Patreon
Design Manager, Senior Staff Product Designer • 2024—2025
At Patreon, I tackled two major barriers to growth: retaining top creators who were leaving for specialized platforms, and broadening our reach beyond only high-intent fans. I led design initiatives on both fronts, scaling from individual contributor to managing two squads totaling 5 designers.
My team revamped core experiences like post creation, creator pages, and podcasting tools, and added new use cases like livestreams, newsletters, and social functionality—transforming Patreon as a thriving media and community hub for podcasters.
Podcast creator tools
Podcasters are Patreon's top earning vertical, but in 2024 we were losing top creators to specialized platforms. Our general-purpose tools couldn't handle advanced podcasting workflows. I led our response—first stopping creator churn, then defining a vision to become podcasters' preferred home.
Multiple shows: Successful podcasters often run multiple shows, but our platform treated everything as one feed. Episodes from different podcasts would mix together on creators' pages and in podcast apps. This limitation drove some creators away and prevented others from bringing their full catalog to Patreon. To solve this, I completely rethought Patreon’s podcasting system, restructuring it from account-level settings.
As we resolved foundational issues, we saw an opportunity to position Patreon as the central hub for podcasters—managing both their paid and free episodes in one place. At the time, most podcasters were using Patreon solely to host their paid episodes, forcing fans to jump between platforms to listen. I designed two solutions:
Public feed: For creators going all-in on Patreon, we enabled native publishing of free episodes, with tools to migrate existing content from other platforms. Because public and paid podcast feeds functioned differently in subtle ways, we had to carefully design setup communication to keep the process as simple as possible for creators.
Podcast syncing: For creators who wanted to maintain another host for their free episodes, we created "syncing" functionality to display content from external hosts on Patreon while creators maintained their existing setup.
Together, these product improvements transformed our relationship with top podcasters, turning former critics into advocates and enabling high-profile partnerships with creators like Joe Budden and Chapo Trap House.
Casual fan experience
Historically, Patreon served only the most dedicated fans. The app offered no content for new users—fans only arrived after creators directed them to paid subscriptions, and even then engaged infrequently. We saw an opportunity to grow creators' audiences by creating a "front porch" for casual fans who weren't ready to pay yet.
Building on our ambition to be the home for podcasters’ work, I envisioned Patreon also becoming the home for their community. Podcasting has plenty of community activity, but it’s scattered across different platforms with no central hub.
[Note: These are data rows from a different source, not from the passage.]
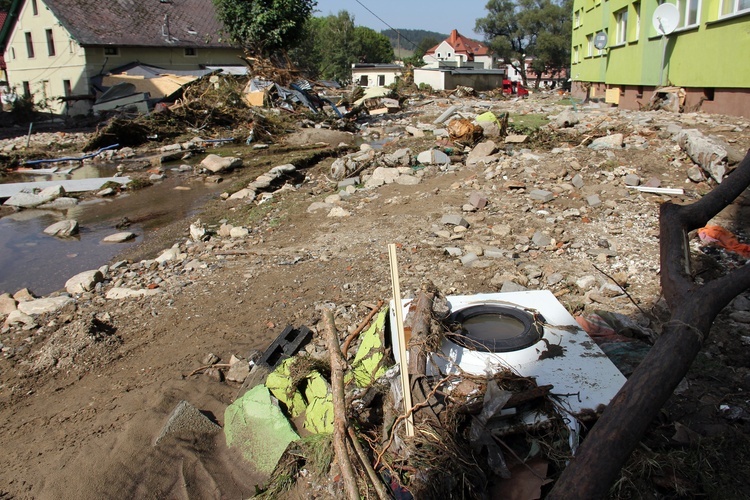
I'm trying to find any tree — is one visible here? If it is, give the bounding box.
[214,0,317,58]
[292,10,393,83]
[476,0,572,85]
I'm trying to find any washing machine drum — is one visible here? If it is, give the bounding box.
[447,304,544,352]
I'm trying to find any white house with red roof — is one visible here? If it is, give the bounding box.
[422,30,496,69]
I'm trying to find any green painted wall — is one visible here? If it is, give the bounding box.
[571,0,750,88]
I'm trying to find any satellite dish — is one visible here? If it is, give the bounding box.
[594,31,607,50]
[651,3,680,36]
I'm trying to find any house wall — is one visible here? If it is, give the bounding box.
[352,68,401,88]
[5,0,89,113]
[0,0,241,115]
[571,0,750,116]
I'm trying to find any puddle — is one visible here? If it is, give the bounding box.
[0,165,222,295]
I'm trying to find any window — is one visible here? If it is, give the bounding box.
[677,0,704,28]
[633,2,641,41]
[44,30,55,56]
[719,0,750,16]
[25,31,34,59]
[615,9,628,45]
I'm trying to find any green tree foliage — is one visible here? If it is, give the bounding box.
[476,0,573,84]
[292,10,394,83]
[214,0,317,57]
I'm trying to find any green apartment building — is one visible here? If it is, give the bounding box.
[571,0,750,117]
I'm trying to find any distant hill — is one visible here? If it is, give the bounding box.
[380,28,448,50]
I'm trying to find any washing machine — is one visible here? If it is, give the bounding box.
[391,290,625,416]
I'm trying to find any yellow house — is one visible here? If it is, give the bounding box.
[0,0,241,115]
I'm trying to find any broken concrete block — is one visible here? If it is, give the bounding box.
[589,134,624,151]
[586,194,602,207]
[65,269,104,295]
[154,400,221,446]
[469,191,487,209]
[440,214,469,228]
[529,189,555,203]
[224,385,299,474]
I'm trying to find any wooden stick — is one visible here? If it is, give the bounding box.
[388,243,414,437]
[323,309,359,500]
[341,300,383,359]
[348,427,391,500]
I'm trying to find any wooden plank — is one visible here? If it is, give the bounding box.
[388,243,414,437]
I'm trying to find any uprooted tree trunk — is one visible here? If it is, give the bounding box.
[547,152,750,499]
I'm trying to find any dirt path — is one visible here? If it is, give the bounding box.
[0,95,750,499]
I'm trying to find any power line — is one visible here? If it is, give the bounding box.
[356,0,417,48]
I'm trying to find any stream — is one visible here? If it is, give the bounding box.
[0,164,221,296]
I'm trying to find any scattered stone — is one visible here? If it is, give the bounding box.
[440,214,469,228]
[102,231,135,243]
[623,174,641,186]
[586,194,602,208]
[529,189,555,203]
[65,269,104,295]
[201,154,242,174]
[589,134,624,151]
[44,219,78,238]
[18,295,76,315]
[154,401,221,446]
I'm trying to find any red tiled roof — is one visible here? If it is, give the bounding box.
[45,0,230,47]
[425,30,489,61]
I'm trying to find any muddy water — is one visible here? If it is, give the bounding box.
[0,165,221,295]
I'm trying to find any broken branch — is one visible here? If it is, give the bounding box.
[323,309,359,500]
[547,153,750,499]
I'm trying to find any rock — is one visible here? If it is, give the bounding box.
[505,135,529,144]
[586,194,602,207]
[3,186,65,208]
[328,207,352,217]
[18,295,76,315]
[370,167,400,184]
[44,219,78,238]
[529,189,555,203]
[0,293,17,314]
[623,174,641,186]
[307,201,333,213]
[531,231,552,248]
[417,149,451,165]
[4,310,36,327]
[102,231,135,243]
[440,214,469,227]
[106,287,162,300]
[226,360,250,384]
[589,134,624,151]
[570,174,583,189]
[469,191,487,209]
[65,269,104,295]
[201,154,242,174]
[154,401,221,446]
[229,226,250,238]
[552,109,580,128]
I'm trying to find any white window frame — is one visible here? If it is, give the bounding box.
[719,0,750,17]
[615,7,628,45]
[677,0,704,29]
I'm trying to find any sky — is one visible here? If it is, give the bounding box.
[315,0,487,40]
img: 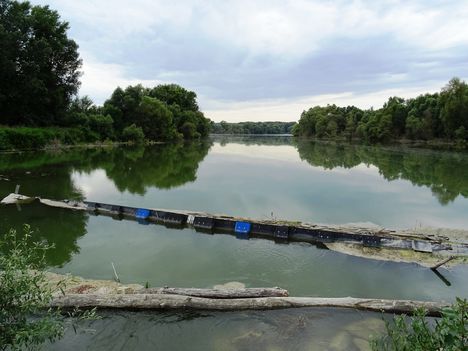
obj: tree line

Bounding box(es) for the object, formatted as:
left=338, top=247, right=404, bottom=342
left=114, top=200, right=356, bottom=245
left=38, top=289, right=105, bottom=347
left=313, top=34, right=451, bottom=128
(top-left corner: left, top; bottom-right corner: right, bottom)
left=211, top=121, right=296, bottom=134
left=0, top=0, right=211, bottom=149
left=293, top=78, right=468, bottom=143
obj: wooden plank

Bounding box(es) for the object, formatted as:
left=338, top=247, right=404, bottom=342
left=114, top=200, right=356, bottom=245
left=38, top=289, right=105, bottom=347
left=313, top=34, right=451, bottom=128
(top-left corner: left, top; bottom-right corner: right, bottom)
left=138, top=287, right=289, bottom=299
left=50, top=294, right=449, bottom=316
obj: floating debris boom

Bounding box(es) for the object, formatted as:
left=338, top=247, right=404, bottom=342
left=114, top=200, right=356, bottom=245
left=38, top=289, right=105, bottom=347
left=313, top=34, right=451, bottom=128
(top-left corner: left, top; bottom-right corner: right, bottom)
left=1, top=193, right=468, bottom=266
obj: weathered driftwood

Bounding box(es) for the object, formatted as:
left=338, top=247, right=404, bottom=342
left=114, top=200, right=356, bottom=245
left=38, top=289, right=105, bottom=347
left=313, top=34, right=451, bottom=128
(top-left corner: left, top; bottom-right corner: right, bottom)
left=431, top=256, right=455, bottom=271
left=51, top=294, right=449, bottom=316
left=0, top=194, right=468, bottom=267
left=137, top=287, right=289, bottom=299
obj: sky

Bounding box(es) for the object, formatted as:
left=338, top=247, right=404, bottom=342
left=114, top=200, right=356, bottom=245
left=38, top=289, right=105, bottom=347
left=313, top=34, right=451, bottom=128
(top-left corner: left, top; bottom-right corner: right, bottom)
left=31, top=0, right=468, bottom=122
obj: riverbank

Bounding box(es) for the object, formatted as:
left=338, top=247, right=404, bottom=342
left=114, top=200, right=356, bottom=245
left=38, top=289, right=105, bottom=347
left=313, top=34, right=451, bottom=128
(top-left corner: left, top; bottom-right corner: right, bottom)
left=46, top=273, right=449, bottom=316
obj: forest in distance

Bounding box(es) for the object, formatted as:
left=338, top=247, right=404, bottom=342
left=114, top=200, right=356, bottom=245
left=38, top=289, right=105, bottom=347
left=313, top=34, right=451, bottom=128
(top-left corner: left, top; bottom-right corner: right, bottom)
left=0, top=0, right=468, bottom=150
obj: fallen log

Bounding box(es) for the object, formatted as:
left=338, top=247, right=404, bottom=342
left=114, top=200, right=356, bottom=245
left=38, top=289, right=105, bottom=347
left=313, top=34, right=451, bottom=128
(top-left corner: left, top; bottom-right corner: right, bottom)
left=140, top=287, right=289, bottom=299
left=51, top=294, right=449, bottom=316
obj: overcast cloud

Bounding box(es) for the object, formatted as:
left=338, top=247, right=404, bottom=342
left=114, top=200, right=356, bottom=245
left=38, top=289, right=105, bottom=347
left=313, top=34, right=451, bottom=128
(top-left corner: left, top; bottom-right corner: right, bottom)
left=32, top=0, right=468, bottom=122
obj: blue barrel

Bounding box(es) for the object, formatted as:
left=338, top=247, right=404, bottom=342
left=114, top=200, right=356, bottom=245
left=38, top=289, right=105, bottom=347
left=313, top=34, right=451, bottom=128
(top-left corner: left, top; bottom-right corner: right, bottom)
left=135, top=208, right=149, bottom=219
left=234, top=222, right=251, bottom=234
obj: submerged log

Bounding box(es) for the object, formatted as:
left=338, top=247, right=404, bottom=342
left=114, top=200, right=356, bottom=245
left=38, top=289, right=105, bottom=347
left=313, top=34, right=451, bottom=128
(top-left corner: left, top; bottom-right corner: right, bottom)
left=51, top=294, right=449, bottom=316
left=137, top=287, right=289, bottom=299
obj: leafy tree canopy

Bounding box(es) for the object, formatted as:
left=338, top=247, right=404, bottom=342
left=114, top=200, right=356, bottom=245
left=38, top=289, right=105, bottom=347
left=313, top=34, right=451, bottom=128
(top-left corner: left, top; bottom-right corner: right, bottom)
left=0, top=0, right=81, bottom=126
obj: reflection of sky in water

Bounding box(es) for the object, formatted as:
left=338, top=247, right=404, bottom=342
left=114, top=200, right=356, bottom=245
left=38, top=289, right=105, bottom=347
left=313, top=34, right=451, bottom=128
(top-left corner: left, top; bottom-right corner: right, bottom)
left=73, top=143, right=468, bottom=228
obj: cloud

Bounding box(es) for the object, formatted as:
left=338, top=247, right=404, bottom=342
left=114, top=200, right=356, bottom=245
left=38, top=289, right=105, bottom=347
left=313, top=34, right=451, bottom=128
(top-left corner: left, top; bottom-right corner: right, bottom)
left=80, top=53, right=164, bottom=104
left=33, top=0, right=468, bottom=120
left=205, top=81, right=442, bottom=122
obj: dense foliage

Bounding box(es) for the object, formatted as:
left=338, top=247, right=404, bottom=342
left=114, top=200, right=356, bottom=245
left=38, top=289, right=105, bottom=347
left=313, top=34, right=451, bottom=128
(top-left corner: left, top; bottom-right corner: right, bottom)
left=0, top=0, right=211, bottom=149
left=371, top=299, right=468, bottom=351
left=0, top=0, right=81, bottom=126
left=211, top=121, right=296, bottom=134
left=0, top=227, right=63, bottom=350
left=101, top=84, right=210, bottom=140
left=294, top=78, right=468, bottom=143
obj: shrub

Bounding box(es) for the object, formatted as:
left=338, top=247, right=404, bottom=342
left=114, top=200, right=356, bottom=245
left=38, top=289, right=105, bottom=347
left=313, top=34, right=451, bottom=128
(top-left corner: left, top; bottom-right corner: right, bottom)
left=0, top=225, right=99, bottom=350
left=0, top=226, right=63, bottom=350
left=371, top=298, right=468, bottom=351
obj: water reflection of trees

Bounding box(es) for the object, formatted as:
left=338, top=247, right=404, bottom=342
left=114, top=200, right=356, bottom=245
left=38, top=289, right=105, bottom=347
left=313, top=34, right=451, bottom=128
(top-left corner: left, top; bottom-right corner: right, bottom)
left=0, top=142, right=211, bottom=266
left=296, top=141, right=468, bottom=205
left=103, top=142, right=211, bottom=195
left=211, top=135, right=293, bottom=146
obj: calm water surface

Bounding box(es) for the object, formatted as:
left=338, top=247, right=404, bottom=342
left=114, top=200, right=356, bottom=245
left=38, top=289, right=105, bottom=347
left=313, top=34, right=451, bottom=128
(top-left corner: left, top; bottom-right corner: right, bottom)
left=0, top=137, right=468, bottom=350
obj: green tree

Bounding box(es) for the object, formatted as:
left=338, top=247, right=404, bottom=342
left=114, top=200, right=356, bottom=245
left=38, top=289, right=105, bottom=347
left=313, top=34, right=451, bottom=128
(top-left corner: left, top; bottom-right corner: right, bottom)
left=371, top=298, right=468, bottom=351
left=135, top=96, right=176, bottom=140
left=148, top=84, right=198, bottom=111
left=0, top=226, right=63, bottom=350
left=440, top=78, right=468, bottom=138
left=0, top=0, right=81, bottom=126
left=122, top=124, right=145, bottom=143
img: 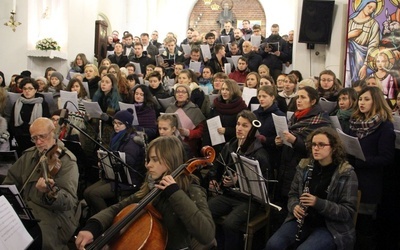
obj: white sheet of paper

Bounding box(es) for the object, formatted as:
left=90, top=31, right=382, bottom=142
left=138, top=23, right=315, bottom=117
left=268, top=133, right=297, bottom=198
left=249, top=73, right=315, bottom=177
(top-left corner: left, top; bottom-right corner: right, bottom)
left=224, top=63, right=232, bottom=75
left=272, top=114, right=293, bottom=148
left=131, top=62, right=142, bottom=75
left=329, top=115, right=342, bottom=130
left=60, top=90, right=79, bottom=112
left=181, top=44, right=192, bottom=56
left=207, top=116, right=225, bottom=146
left=393, top=115, right=400, bottom=130
left=242, top=87, right=257, bottom=106
left=220, top=36, right=231, bottom=45
left=82, top=100, right=103, bottom=118
left=336, top=129, right=365, bottom=161
left=394, top=129, right=400, bottom=149
left=250, top=35, right=261, bottom=47
left=250, top=104, right=260, bottom=111
left=319, top=97, right=337, bottom=114
left=0, top=195, right=33, bottom=249
left=189, top=62, right=201, bottom=73
left=232, top=56, right=242, bottom=69
left=286, top=111, right=294, bottom=121
left=200, top=44, right=211, bottom=59
left=118, top=102, right=140, bottom=126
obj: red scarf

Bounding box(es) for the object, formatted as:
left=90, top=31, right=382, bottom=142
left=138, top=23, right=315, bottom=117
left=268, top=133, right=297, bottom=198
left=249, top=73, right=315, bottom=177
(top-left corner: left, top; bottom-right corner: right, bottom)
left=294, top=107, right=311, bottom=120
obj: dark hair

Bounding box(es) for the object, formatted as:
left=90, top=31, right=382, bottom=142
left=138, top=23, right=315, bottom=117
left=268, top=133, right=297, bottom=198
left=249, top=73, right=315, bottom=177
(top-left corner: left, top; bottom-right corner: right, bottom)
left=306, top=127, right=346, bottom=165
left=19, top=77, right=39, bottom=90
left=289, top=70, right=303, bottom=82
left=301, top=86, right=319, bottom=106
left=65, top=78, right=87, bottom=98
left=338, top=88, right=358, bottom=109
left=132, top=84, right=157, bottom=108
left=126, top=74, right=140, bottom=84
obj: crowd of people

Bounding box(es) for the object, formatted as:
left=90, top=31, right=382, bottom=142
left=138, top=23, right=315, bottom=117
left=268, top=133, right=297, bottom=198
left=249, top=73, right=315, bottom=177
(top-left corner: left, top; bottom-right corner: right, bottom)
left=0, top=20, right=400, bottom=249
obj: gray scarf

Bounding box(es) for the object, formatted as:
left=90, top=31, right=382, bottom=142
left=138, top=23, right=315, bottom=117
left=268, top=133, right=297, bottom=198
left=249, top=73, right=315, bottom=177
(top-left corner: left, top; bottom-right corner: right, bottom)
left=14, top=96, right=43, bottom=127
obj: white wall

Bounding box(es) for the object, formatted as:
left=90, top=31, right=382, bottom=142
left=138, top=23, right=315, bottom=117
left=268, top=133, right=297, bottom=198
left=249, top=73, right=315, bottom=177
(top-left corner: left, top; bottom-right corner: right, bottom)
left=0, top=0, right=347, bottom=82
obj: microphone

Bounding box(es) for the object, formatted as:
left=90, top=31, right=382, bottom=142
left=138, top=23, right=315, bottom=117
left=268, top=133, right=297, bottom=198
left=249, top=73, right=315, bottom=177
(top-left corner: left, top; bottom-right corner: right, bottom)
left=58, top=102, right=68, bottom=127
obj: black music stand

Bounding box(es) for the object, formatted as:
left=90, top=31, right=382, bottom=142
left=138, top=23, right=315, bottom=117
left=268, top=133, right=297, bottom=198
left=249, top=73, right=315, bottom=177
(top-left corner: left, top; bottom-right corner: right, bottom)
left=231, top=153, right=282, bottom=248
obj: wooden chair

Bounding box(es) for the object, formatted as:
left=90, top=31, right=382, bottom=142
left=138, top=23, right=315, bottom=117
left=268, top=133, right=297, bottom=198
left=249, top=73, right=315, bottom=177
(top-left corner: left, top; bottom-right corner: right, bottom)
left=215, top=206, right=270, bottom=250
left=353, top=190, right=361, bottom=226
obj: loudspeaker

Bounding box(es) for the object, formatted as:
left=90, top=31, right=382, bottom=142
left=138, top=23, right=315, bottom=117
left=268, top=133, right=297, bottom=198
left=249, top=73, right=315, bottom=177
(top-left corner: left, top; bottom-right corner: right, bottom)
left=299, top=0, right=335, bottom=44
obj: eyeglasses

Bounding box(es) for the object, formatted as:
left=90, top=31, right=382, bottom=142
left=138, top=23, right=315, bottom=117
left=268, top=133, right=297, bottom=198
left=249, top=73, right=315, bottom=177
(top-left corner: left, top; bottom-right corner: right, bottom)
left=31, top=131, right=52, bottom=143
left=176, top=90, right=187, bottom=94
left=311, top=142, right=331, bottom=149
left=113, top=121, right=124, bottom=126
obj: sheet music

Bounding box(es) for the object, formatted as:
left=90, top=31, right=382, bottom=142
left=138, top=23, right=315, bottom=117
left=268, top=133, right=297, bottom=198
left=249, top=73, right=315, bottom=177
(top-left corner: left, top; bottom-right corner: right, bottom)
left=329, top=115, right=342, bottom=130
left=131, top=62, right=142, bottom=75
left=336, top=129, right=365, bottom=161
left=189, top=62, right=201, bottom=73
left=181, top=44, right=192, bottom=56
left=207, top=115, right=225, bottom=146
left=0, top=195, right=33, bottom=249
left=200, top=44, right=211, bottom=59
left=272, top=114, right=293, bottom=148
left=231, top=153, right=282, bottom=211
left=319, top=97, right=337, bottom=114
left=394, top=129, right=400, bottom=149
left=220, top=36, right=231, bottom=45
left=118, top=102, right=140, bottom=126
left=250, top=35, right=261, bottom=47
left=60, top=90, right=79, bottom=112
left=82, top=100, right=103, bottom=118
left=242, top=87, right=257, bottom=106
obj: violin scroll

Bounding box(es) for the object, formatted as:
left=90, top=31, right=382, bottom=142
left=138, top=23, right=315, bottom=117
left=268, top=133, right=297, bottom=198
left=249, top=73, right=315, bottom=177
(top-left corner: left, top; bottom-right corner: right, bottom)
left=185, top=146, right=215, bottom=174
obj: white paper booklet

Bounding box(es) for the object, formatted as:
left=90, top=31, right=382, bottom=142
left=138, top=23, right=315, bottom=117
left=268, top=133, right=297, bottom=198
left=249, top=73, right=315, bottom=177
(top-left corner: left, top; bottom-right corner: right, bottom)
left=207, top=116, right=225, bottom=146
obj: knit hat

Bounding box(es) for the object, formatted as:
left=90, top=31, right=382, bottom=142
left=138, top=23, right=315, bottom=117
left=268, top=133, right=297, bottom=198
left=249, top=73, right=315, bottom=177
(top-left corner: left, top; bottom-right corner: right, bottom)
left=114, top=108, right=133, bottom=127
left=175, top=84, right=191, bottom=99
left=50, top=71, right=64, bottom=83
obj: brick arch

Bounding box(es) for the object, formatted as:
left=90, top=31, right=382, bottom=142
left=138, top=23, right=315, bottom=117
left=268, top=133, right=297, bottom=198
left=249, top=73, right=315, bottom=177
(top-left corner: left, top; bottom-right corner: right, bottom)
left=189, top=0, right=266, bottom=36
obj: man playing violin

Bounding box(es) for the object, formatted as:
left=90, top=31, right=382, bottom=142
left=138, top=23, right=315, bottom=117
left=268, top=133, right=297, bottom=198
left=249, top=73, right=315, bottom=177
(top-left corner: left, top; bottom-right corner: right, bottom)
left=3, top=117, right=79, bottom=249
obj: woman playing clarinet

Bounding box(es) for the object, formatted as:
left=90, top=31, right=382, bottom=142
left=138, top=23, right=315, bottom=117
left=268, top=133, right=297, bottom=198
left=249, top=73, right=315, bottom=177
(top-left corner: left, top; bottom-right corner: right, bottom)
left=265, top=127, right=358, bottom=250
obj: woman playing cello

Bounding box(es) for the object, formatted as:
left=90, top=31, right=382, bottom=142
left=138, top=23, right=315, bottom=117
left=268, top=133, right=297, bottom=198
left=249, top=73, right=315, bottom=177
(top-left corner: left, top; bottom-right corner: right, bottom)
left=75, top=136, right=215, bottom=249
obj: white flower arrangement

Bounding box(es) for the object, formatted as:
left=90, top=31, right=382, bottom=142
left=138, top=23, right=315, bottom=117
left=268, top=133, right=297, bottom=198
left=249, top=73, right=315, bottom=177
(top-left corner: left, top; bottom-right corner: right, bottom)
left=36, top=38, right=61, bottom=51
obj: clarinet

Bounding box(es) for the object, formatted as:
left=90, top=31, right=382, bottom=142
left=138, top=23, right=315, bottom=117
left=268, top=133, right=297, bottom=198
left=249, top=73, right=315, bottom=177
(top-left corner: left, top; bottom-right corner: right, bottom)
left=296, top=160, right=314, bottom=242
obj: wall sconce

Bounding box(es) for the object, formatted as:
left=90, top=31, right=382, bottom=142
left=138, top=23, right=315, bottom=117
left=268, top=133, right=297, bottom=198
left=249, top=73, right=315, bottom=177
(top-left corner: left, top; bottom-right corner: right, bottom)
left=4, top=10, right=22, bottom=32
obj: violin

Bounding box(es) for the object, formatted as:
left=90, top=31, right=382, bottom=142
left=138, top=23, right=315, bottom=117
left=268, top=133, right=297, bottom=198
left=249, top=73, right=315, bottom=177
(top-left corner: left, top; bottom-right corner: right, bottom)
left=86, top=146, right=215, bottom=250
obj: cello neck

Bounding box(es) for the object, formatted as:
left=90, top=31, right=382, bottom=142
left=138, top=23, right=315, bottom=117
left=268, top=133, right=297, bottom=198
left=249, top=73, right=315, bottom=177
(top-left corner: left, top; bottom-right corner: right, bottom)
left=85, top=164, right=187, bottom=250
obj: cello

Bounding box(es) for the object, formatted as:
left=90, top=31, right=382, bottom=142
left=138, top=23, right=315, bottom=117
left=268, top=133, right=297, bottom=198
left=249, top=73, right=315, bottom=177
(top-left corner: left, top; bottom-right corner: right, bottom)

After rounds of divergent concepting and user research, I arrived at Highlights—short podcast clips paired with discussion prompts. Podcasts are long, and the most interesting moments are often hidden and overlooked. Highlights met two goals: they created a space for members to discuss those moments, and they gave non-members a window into what Patreon offers.
We piloted Highlights with a group of creators. While some clips drove strong engagement, we also saw limitations: the format was time-intensive for creators, didn’t fit all content, and often went unnoticed by fans. Recognizing a larger opportunity, we took these lessons into our next initiative, coming soon.